Las máquinas también ocupan un lugar importante en esta colección de cuentos. Por un lado, las máquinas de tiempo, capaces de crear muy interesantes paradojas temporales. «Ven y enloquece» es la transmigración de Napoleón a la persona de un modesto ciudadano que acaba internado en un manicomio, no precisamente por razones de locura. El viaje a nuestro tiempo desde el futuro origina la muerte del viajero cuando en el lugar del profundo sur al que han llegado los blancos se enteran de que en ese tiempo por venir todas las razas humanas estarán integradas en una sola, por lo que él lleva un veinticinco por ciento de sangre negra ¡y ha tenido relaciones con una de las chicas del pueblo! El juego de alteraciones de tiempo y espacio es un elemento familiar al mundo de Brown, aunque a veces para ello no sea necesario el uso de máquinas. En los cuentos aparecen también muchas otras máquinas, como la linotipia que se hace inteligente por manipulaciones extraterrestres, consigue autonomía funcional y acaba creyendo en las doctrinas de los manuscritos que lee, por lo que se hace revolucionaria y jacobina, y sólo se consigue dominarla haciéndole leer textos budistas; la «rueda de Vargas», que sirve para generar hipnosis colectiva y manipular el mundo, o los «duplicadores de personalidad», utilizados para mandar réplicas de la gente más útil para colonizar Marte, pero que al duplicar a las personas eliminan en ellas su parte más humana.

Es un mundo de invenciones siempre originales: un empresario multimillonario, mediante la emisión de radiaciones, consigue crear en el cielo la ilusión óptica capaz de reunir a todas las estrellas para formar un eslogan publicitario de su empresa. Los ordenadores llegan a ser tan inteligentes que, previendo el desastre atómico que va a suponer el enfrentamiento de los Estados Unidos y los países comunistas, inventan una amenaza exterior que une a todos los terrestres, y especialmente a un astronauta norteamericano y una astronauta soviética, en la muy divertida «Luna de miel en el infierno». Cuando los seres humanos crean el mayor ordenador del mundo, uniendo todos los fabricados hasta la fecha, y le preguntan si existe Dios, responde: «Ahora sí».

Aunque el ser humano está visto en los cuentos de Brown con bastante pesimismo, e incluso en algún cuento los robots son los sucesores de una especie humana ya extinta, subsiste en todos los relatos una visión cercana de lo existente, una gran naturalidad expresiva, muy convincente, mucho humor, y una falta notable de cualquier clase de retórica.

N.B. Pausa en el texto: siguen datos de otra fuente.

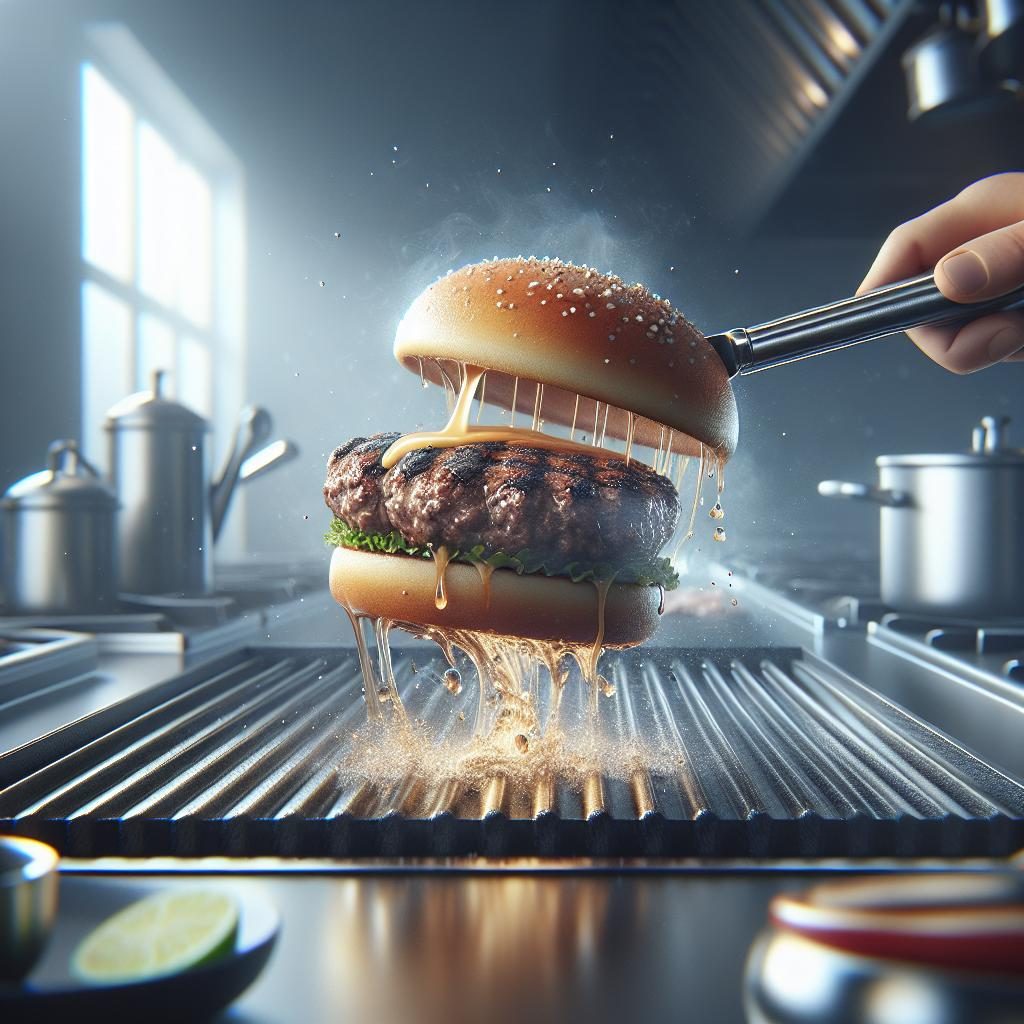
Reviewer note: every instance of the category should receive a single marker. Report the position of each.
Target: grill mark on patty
(466, 463)
(418, 462)
(342, 450)
(377, 445)
(563, 506)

La visión del ser humano en esas extrañas peripecias que imagina Brown no es complaciente –incluso a menudo llega a «proyectar una mirada corrosiva y crítica sobre la sociedad», como apunta César Mallorquí en la presentación del segundo tomo–, pero también está llena de comprensión y compasión, lo cual tiene seguramente mucho que ver con la personalidad y el temperamento liberal del propio Brown, que al parecer pasó de modesto linotipista a gacetillero y periodista, y luego a escritor, sin abandonar el gusto por el alcohol y el juego. Hay que decir que la naturalidad expresiva no impide que siempre esté bien logrado el punto de vista y que haya logradísimos relatos de corte «metaficticio»

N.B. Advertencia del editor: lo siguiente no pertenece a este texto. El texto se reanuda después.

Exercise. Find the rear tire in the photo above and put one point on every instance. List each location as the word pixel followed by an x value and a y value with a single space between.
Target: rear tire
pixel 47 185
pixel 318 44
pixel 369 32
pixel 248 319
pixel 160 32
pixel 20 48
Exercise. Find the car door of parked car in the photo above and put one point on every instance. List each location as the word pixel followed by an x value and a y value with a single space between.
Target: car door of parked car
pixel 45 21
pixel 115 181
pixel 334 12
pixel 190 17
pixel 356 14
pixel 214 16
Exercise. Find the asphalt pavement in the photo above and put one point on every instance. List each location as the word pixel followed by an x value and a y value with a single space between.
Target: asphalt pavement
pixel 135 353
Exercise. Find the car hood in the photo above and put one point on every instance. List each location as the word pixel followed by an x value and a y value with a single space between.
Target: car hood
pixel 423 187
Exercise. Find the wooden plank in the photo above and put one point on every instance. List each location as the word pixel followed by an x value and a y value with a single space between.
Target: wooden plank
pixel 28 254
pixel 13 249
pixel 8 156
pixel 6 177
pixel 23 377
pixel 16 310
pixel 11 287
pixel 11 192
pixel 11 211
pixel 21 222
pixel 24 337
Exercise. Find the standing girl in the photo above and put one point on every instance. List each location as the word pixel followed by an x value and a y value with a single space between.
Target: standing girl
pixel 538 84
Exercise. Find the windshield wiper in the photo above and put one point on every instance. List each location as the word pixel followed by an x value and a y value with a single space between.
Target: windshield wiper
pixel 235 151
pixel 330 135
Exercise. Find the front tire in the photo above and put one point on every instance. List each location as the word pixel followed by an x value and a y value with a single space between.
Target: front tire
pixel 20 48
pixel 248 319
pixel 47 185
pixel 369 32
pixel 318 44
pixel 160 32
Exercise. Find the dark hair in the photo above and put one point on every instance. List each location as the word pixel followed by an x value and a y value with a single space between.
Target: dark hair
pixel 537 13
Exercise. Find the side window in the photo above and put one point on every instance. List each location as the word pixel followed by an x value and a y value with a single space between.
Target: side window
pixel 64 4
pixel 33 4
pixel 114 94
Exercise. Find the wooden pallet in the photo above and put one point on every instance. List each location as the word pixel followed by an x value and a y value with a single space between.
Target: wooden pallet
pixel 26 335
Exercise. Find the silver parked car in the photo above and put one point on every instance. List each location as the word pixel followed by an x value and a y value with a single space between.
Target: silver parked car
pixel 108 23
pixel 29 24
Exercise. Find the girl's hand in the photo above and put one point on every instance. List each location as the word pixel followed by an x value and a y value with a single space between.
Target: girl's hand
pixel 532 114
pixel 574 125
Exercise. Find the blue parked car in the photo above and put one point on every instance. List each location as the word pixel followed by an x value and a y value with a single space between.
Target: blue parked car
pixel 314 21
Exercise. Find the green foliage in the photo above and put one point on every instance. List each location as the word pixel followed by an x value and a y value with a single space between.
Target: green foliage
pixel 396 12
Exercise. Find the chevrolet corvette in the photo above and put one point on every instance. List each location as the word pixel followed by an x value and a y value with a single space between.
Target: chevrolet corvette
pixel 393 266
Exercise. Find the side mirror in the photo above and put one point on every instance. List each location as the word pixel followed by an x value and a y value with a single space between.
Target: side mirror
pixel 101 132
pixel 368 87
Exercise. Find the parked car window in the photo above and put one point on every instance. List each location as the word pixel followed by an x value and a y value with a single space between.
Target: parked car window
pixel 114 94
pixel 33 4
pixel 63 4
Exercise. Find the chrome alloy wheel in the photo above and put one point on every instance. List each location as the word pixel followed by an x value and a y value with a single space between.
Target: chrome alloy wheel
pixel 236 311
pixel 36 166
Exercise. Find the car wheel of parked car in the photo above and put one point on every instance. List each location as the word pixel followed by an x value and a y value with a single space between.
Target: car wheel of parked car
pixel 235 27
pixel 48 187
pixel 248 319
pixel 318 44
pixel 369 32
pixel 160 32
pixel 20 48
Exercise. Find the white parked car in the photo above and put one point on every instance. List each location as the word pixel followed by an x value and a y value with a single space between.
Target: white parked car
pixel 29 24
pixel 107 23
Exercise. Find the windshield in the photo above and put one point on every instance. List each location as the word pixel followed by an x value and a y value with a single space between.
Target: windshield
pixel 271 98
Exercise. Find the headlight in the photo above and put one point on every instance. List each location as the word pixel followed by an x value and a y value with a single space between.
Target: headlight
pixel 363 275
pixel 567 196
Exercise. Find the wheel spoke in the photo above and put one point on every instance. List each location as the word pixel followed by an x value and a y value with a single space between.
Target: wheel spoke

Comentario aparte merecen sus cuentos brevísimos, que ocupan más de la mitad del segundo tomo. El gusto de Brown por el minicuento le permitió escribir algunos inolvidables –por ejemplo, la serie «Pesadillas», o «Grandes descubrimientos perdidos», o esa pequeña obra maestra de la metaliteratura que es «Fin» – y mostrar en general buenos hallazgos jugando con referencias míticas y legendarias. Lo que sucede es que, en algunas ocasiones, el autor plantea un juego verbal que queda desactivado en el paso de una lengua a otra, aunque la traducción que han hecho Nuria Gres y Máximo Miguel sea siempre limpia y correcta.